Pretty. Easy. Strawberry-Mascarpone Puff Pastry Tartlets

It’s 4th of July! Did you know that? Yes, yes, why, of course you knew that!

But, if you’re a procrastinator like me, you may not be 100% ready, especially troublesome if you’re supposed to be bringing dessert to a potluck or other celebratory shindig. Well, that’s why this month’s Pretty. Easy. is a ridiculously simple tart. But don’t let that fool you — just because it’s simple doesn’t mean it’s boring.

So this is the deal: you can bake the puff pastry squares and make the mascarpone filling up to a day in advance (though that might be difficult seeing as today is the 4th) and then assemble everything once you’re at your block party or whatever other get together you may be attending. And, if you make it with a mix of blueberries and red berries, it will indeed look festive. Just don’t turn it into a flag tart — there are already enough of those out there today!

Aida-Mollenkamp-Pretty-Easy-Strawberry-Cardamom-Mascarpone-Tart-Recipe-v

 

Strawberry Tartlets with Cardamom Mascarpone Cream

  • Makes: 6 servings
  • Total Time: 50 minutes
  • Hands-On Time: 25 minutes

Ingredients

  • 1 pound all-butter storebought or homemade puff pastry
  • 1 egg yolk
  • 1/4 cup finely chopped roasted pistachios, divided (about 2 ounces)
  • 1/4 cup plus 2 tablespoons granulated sugar
  • 12 ounces strawberries, trimmed and thinly sliced
  • Juice and zest from 1 orange
  • A few tablespoons apricot or fig jam or orange marmalade
  • 8 ounces chilled mascarpone cheese
  • 1/2 cup chilled heavy whipping cream
  • 1/4 teaspoon ground cardamom

Instructions

Heat the oven to 375°F and arrange a rack in the middle.
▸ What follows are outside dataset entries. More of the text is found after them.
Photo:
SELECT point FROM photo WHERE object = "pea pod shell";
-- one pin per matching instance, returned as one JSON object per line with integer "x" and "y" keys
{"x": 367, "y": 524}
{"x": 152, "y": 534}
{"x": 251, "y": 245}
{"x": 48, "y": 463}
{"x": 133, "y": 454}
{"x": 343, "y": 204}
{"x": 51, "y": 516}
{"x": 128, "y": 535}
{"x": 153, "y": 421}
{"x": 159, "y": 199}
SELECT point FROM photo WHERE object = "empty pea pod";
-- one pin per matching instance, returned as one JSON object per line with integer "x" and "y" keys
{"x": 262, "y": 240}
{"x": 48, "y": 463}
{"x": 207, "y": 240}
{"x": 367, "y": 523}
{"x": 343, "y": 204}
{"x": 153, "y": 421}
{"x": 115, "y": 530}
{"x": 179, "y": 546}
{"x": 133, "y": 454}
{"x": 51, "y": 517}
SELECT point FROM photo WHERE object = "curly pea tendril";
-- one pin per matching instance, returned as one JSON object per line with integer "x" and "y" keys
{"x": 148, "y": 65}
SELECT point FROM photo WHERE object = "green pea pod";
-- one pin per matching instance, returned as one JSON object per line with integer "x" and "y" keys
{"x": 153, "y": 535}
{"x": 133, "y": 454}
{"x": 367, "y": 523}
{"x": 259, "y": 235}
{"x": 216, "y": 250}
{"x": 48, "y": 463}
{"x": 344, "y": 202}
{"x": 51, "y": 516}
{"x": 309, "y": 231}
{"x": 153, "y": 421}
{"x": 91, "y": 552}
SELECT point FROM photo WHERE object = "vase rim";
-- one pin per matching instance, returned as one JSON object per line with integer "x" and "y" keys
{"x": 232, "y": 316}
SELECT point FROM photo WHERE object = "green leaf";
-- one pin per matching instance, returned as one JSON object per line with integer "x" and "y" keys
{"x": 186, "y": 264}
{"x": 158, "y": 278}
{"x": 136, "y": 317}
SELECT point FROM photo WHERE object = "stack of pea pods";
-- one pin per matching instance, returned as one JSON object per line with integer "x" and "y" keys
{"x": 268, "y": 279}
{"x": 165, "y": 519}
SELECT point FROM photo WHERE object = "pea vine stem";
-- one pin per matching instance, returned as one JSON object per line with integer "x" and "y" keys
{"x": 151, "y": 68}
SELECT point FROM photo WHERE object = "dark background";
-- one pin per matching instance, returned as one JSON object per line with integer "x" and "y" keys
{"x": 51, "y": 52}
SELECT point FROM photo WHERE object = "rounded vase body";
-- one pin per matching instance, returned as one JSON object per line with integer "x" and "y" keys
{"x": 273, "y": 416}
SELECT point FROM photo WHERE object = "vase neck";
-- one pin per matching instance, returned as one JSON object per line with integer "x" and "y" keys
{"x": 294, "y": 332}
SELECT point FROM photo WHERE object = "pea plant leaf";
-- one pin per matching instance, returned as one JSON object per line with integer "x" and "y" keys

Cut a sheet of puff pastry into 6 (4-inch) squares and place the squares on a parchment-lined baking sheet. Prick the bottom of each square with a fork, leaving a 1/2-inch border on the edge of each square.

Beat egg yolk with a spoonful of water until smooth then brush puff pastry with egg wash. Bake until golden and puffed, about 30 minutes. Set aside to cool to room temperature. (Can be made up to 1 day ahead. Store in an airtight container at room temperature.)

While puff pastry squares are baking, combine strawberries, 1 tablespoons of the sugar, and orange juice in a bowl and toss to combine. Set aside to macerate for at least 10 minutes (can be done up to 2 hours in advance).

When ready to serve, brush borders of the puff pastry with the jam then sprinkle a few spoonfuls of the pistachios along the border of each puff pastry square.

Combine mascarpone, cream, remaining 1/4 cup sugar, cardamom, and orange zest in medium bowl. Using a clean whisk, beat just until well combined and fluffy. Spread filling evenly in cooled crust, making sure to leave the 1/2-inch border uncovered. Arrange strawberries slices atop tart, drizzle with a spoonful of strawberry juices, sprinkle with remaining pistachios, and serve.


Glorified: Serve a la mode or with a drizzle of melted chocolate. Or both.

Modified: Top with a mix of blackberries and peaches with toasted walnuts.

Simplified: Ditch the filling and simply serve the macerated berries on the tartlets.


Pretty Easy is a monthly feature showcasing doable yet interesting recipes. Even those who fear cooking often find success with these recipes.